The women behind the mobile app Amelia are, from left, Sanjana Baldwa, Ellen Saksen and Kate Nichols.
Haggerty Media
The women behind the mobile app Amelia are, from left, Sanjana Baldwa, Ellen Saksen and Kate Nichols.

A Pittsburgh startup is developing a mobile application to connect women who are traveling on business.

“They won't have to settle for loneliness. They won't have to settle for crappy room service. They won't have to settle for feeling unsafe,” said Ellen Saksen, CEO and co-founder of GoJaneGo.co and its app, Amelia .

The app was one of a dozen startups featured this week at AlphaLab's 2017 Demo Day in Munhall. AlphaLab describes the venture as a “business woman's insurance against safety issues and burnout on the road,” noting that 50 million American women make about 200 million business trips a year.

Saksen, 42, of Marshall is partnering in the venture with her sister Kate Nichols, 36, of Morgantown, W.Va., and app designer Sanjana Baldwa, 22, of Boston, a Carnegie Mellon University graduate.

All three are accustomed to the tribulations that businesswomen face on the road. Saksen recalled a business trip that her sister took in which Nichols stayed in a hotel in New York's Meatpacking District and wanted to go for a run just before dusk.

“She didn't feel safe, and I remember her telling me how frustrated and irritated she felt,” Saksen said. “A strong, accomplished woman didn't feel safe going out in the dark alone.”

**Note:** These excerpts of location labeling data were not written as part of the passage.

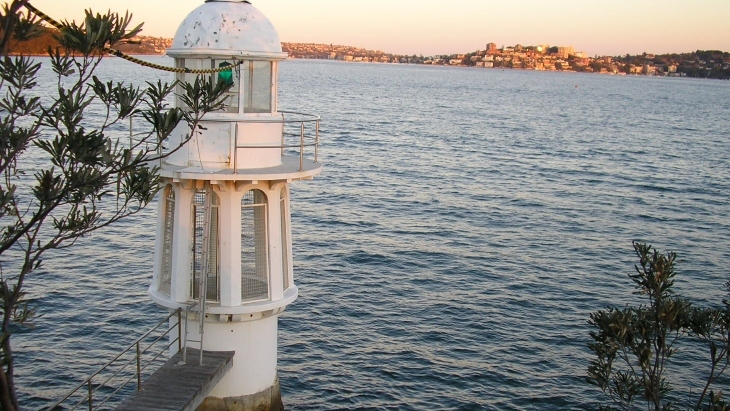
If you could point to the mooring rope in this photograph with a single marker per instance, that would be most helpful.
(50, 20)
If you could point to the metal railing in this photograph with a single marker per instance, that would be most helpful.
(292, 127)
(300, 131)
(99, 388)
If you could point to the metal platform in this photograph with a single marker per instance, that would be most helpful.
(180, 387)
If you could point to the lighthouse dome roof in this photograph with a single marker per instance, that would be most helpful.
(226, 28)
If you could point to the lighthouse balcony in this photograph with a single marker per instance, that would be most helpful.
(245, 147)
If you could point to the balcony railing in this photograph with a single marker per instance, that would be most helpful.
(300, 135)
(301, 131)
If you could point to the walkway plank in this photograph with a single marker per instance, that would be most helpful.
(180, 387)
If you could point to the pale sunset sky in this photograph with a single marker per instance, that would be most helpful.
(428, 27)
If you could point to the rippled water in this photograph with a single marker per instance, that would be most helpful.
(466, 223)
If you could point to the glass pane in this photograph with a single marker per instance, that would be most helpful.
(258, 87)
(230, 76)
(254, 252)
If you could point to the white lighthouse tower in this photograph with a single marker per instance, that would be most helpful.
(223, 248)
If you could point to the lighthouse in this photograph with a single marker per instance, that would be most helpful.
(223, 251)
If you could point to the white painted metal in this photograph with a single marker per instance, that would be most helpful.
(241, 149)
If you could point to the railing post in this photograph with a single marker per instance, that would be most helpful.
(235, 149)
(91, 396)
(316, 142)
(283, 133)
(139, 369)
(301, 147)
(179, 330)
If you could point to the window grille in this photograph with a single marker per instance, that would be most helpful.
(284, 241)
(254, 250)
(168, 230)
(198, 264)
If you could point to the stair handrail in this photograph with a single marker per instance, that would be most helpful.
(88, 382)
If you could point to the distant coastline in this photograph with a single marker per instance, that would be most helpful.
(701, 63)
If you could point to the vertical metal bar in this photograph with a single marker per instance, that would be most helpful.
(301, 147)
(235, 149)
(316, 142)
(139, 369)
(179, 329)
(206, 262)
(91, 396)
(283, 132)
(185, 346)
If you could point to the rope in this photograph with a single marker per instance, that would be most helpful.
(117, 53)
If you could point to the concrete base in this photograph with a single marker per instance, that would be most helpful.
(267, 400)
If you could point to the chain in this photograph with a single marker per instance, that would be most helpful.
(117, 53)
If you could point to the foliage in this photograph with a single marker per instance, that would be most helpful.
(633, 346)
(62, 174)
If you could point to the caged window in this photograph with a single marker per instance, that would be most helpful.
(205, 260)
(254, 249)
(284, 212)
(169, 226)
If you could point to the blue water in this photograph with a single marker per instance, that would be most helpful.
(466, 223)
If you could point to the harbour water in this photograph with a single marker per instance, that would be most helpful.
(466, 223)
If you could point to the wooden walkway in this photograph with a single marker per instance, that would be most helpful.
(180, 387)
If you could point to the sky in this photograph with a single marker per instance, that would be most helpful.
(431, 27)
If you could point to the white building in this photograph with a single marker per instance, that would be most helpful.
(223, 247)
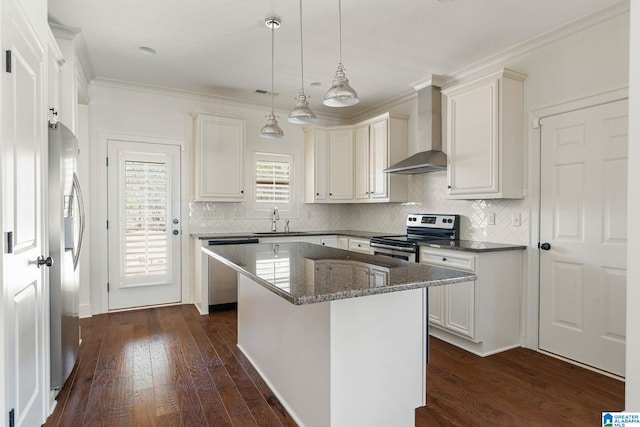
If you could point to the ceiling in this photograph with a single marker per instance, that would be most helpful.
(222, 47)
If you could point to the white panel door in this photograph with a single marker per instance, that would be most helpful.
(24, 302)
(144, 224)
(583, 219)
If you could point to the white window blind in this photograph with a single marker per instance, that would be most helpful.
(276, 271)
(273, 181)
(145, 218)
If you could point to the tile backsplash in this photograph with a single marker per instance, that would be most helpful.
(428, 193)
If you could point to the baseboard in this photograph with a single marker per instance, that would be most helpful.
(223, 307)
(85, 310)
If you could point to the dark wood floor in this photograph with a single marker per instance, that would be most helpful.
(172, 367)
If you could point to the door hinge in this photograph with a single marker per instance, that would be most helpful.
(537, 122)
(7, 56)
(9, 242)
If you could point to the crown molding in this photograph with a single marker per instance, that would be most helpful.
(64, 31)
(497, 60)
(193, 96)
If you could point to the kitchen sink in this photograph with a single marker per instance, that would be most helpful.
(280, 233)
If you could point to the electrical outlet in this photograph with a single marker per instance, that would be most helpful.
(515, 219)
(491, 218)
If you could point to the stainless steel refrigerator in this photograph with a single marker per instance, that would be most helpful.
(66, 227)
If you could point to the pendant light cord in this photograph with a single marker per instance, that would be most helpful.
(301, 49)
(340, 31)
(272, 60)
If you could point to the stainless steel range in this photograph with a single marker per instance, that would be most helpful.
(421, 228)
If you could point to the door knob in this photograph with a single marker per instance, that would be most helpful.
(48, 261)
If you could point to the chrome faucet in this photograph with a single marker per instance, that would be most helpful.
(276, 216)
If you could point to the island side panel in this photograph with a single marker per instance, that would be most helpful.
(289, 346)
(378, 359)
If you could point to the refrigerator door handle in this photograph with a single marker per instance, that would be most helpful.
(78, 191)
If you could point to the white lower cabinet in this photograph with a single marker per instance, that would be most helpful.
(330, 241)
(343, 243)
(481, 316)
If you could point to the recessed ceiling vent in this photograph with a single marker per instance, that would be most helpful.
(266, 92)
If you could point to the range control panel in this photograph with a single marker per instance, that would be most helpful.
(446, 222)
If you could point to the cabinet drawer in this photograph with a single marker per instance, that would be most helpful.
(448, 259)
(359, 245)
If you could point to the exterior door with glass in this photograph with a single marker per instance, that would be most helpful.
(144, 224)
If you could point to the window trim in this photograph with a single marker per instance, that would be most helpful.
(253, 209)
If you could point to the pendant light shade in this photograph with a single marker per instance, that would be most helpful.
(341, 94)
(302, 113)
(272, 130)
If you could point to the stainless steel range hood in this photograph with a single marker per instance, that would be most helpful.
(431, 159)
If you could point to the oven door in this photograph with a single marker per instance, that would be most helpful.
(386, 250)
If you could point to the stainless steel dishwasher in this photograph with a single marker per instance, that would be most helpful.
(223, 280)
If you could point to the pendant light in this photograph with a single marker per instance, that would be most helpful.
(271, 130)
(340, 94)
(302, 113)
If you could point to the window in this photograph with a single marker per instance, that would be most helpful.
(273, 178)
(273, 181)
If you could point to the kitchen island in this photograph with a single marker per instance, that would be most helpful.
(340, 337)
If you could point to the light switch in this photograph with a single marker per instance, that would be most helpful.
(491, 218)
(515, 219)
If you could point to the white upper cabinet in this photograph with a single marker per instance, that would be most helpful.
(354, 161)
(485, 137)
(64, 62)
(218, 157)
(340, 164)
(315, 141)
(362, 163)
(55, 60)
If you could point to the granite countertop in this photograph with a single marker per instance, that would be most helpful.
(252, 234)
(304, 273)
(471, 245)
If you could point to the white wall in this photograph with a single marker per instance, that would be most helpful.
(632, 389)
(117, 108)
(588, 62)
(84, 167)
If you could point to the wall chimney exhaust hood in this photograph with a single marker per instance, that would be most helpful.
(432, 159)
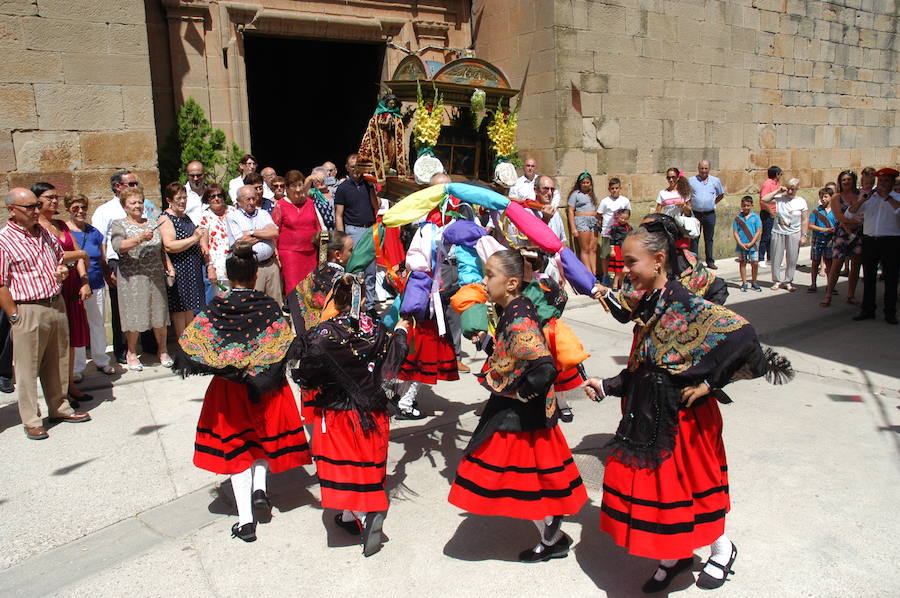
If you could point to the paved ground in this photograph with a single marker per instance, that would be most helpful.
(115, 507)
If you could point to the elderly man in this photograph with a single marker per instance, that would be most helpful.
(706, 192)
(355, 206)
(268, 173)
(881, 244)
(246, 165)
(524, 187)
(195, 188)
(31, 275)
(251, 224)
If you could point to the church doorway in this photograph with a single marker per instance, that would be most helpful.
(309, 100)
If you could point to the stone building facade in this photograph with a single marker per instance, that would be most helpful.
(619, 88)
(628, 88)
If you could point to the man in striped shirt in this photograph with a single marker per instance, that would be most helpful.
(31, 274)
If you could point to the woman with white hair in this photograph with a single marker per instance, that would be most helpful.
(788, 232)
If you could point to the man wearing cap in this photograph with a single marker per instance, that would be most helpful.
(881, 244)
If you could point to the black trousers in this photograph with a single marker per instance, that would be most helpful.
(886, 251)
(708, 230)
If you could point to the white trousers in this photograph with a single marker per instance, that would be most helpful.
(787, 248)
(95, 308)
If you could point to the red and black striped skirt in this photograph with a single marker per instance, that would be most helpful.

With the app, Nichols might have been able to connect with other women business travelers in the area who wanted to join her on a run.

A pilot of the Amelia app — inspired by aviation pioneer Amelia Earhart — connects women on business trips through mutual LinkedIn connections and interests. It will run through the fall before officially launching, said Saksen, who is selling the concept to companies.

“I think the app is a brilliant idea,” said Allegheny County Airport Authority CEO Christina Cassotis, herself a frequent business traveler.

Cassotis, who has met with the developers, said the app “caters to an important, underutilized market segment — professional women traveling for business.”

Cassotis think the app could benefit more than just women who are traveling on business.

“I think there's a place where airports can benefit from that,” Cassotis said. “There could be a place where these women can meet and network (at the airport) rather than waiting at the gate by themselves.”